Chris Tanzey

Personal information
- Full name: Christopher Bernard Tanzey
- Date of birth: 6 March 1957 (age 68)
- Place of birth: Birkenhead, England
- Position(s): Defender, midfielder

Senior career*
- Years: Team / Apps / (Gls)
- Liverpool / 0 / (0)
- Downer Olympic
- Griffith City
- Canberra Strikers (futsal)
- 1989: Tuggeranong United

International career
- 1985: Australia (futsal)

Managerial career
- Canberra City Griffins (youth)
- Downer Olympic
- Canberra Croatia Reserves
- 1990–1991: Canberra City
- 1994–1998: ACT Academy of Sport
- 1999–2000: Australian Institute of Sport
- 1999–2000: Australia Women
- 2003–2005: Belconnen Blue Devils

= Chris Tanzey =

English-Australian footballer and manager

Christopher Bernard Tanzey (born 6 March 1957) is an English-Australian former football player and manager.

==Career==
In his playing career, Tanzey was a professional with Liverpool, playing for the club's reserve side.

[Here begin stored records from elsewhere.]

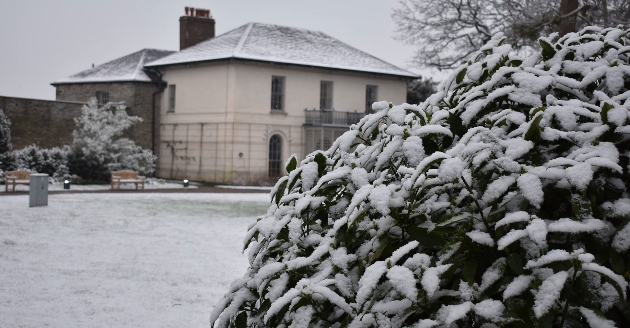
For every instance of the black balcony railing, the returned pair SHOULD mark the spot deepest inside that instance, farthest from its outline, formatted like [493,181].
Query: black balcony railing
[331,117]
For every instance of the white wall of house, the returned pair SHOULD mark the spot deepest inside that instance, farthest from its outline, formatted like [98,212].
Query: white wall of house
[223,121]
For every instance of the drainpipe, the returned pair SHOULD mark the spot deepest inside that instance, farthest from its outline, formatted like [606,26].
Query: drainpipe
[161,84]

He then played in Australia for Downer Olympic in the ACT League, and later Griffith City FC and Tuggeranong United. He also played futsal for the Canberra Strikers in Australia's National Indoor Soccer League. He represented Australia at the 1985 FIFUSA Futsal World Cup in Spain. He later coached various teams, including Canberra City Griffins youth, Downer Olympic, Canberra Croatia Reserves and Canberra City, and led football at the ACT Academy of Sport and Australian Institute of Sport.

After serving as Assistant National Coach for the 1999 Women's World Cup, Tanzey was appointed as National Coach of the Australia women's soccer team just twelve months before the Sydney 2000 Summer Olympics, where they finished 7th. He was also the coach of the Belconnen Blue Devils during the 2003–04 NSW Premier League season, earning the coach of the year award.

==Personal life==
Tanzey is a native of Birkenhead, England, but moved to Australia during his career.